Wendell appeared to fill their glasses with wine and Willow wasted no time in draining hers, motioning for more.
“Why haven’t you broached the subject of your sister?” He took a sip of wine, his gaze watchful. “Pleaded her case in her absence?”
The question was so blunt Willow almost rocked back in her chair. He wanted to talk about Hollynow? She wasn’t at all sure if she was ready for that battle yet. Holly was still in hiding. Willow had time.
“Why have you not pressed me to read your stuffy rules?” Willow countered.
“And deprive you of the utter vexation on my features when you inevitably break them?”
“I’m not sure I appreciate your newfound humor.”
“Not at all my character, I agree.”
Nervous laughter bubbled up through her throat. “Next, you will tell me that you are giving our marriage the benefit of the doubt.”
“Perhaps I already am.” Ambrose lifted his glass to salute her. “To prosperity.”
She raised her own. “Prosperity.”
He swirled his drink in hand, tilting his head to the side. “How do you propose we settle the matters between us?”
Keep on romancing me with swooping kisses, to start.
“I hadn’t thought you’d compromise,” Willow admitted. “With your rules and anger for my sister.”
“I might. If I understood the reason you married me.”
This again.
She sent him her most innocent look. “What happened for you to become such a bloodhound on the subject?”
“You happened.”
“Me?”
“Do I have another wife?”
He sounded so put out Willow laughed.
Then she sobered. “Very well, I suppose there is no reason not to tell you.” Except her fear that he’d judge her too harshly for it, that he wouldn’t understand, that he didn’t want children after all. “I wished to become with child.”
His eyes widened, and a flash of shock crossed his features. “You married me . . . to become with child.”
“Yes.” She emphasized her answer with a nod.

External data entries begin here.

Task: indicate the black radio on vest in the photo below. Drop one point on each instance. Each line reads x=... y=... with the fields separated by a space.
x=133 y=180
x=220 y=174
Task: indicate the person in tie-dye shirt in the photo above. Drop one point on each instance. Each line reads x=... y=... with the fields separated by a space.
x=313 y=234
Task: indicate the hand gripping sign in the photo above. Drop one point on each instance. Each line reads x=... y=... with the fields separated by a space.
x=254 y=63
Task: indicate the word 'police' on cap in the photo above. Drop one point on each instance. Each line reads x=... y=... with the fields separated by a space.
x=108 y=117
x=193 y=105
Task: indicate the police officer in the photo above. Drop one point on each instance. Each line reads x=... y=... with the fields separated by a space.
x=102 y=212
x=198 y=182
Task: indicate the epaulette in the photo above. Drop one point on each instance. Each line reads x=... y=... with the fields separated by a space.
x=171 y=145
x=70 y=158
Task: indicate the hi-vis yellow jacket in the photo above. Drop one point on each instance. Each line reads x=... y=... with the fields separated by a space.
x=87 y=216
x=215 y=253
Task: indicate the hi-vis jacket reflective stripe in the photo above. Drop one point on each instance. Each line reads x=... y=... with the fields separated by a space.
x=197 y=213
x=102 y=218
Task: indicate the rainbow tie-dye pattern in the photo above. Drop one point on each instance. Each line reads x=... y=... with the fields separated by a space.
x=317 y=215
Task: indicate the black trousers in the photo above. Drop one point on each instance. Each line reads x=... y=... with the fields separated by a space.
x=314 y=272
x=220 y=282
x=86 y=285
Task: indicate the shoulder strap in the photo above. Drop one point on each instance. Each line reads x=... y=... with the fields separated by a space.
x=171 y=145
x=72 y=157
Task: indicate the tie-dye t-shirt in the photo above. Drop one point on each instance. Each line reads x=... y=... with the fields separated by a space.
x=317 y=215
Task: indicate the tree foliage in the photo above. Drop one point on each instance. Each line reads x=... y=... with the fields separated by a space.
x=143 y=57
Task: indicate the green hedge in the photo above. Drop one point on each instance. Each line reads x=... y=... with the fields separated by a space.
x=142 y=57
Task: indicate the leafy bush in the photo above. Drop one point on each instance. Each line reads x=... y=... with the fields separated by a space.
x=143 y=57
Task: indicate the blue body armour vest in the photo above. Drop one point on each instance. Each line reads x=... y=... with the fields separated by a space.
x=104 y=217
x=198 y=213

He settled back into his chair and regarded her with an unfathomable expression. His eyes were dark pools, impossible to read.
What was he thinking?
Her nerves pushed the next words out of her mouth. “Shocking, I know, especially given how I then proceeded to bar you from my bedroom.” She laughed nervously. His expression shifted then, but she still couldn’t read it. “But in truth, I’ve always wanted children and there you were, standing at the altar, and I—”
“It’s not shocking,” he interrupted. “Just . . . unexpected.”
“Why? Did you think I had some other devious motivation?”
“I do not believe you to be devious.” The corners of his mouth lifted. “An opportunist, perhaps, but not devious.”
She lifted a shoulder. It was a fair assessment. “I suppose I am that.”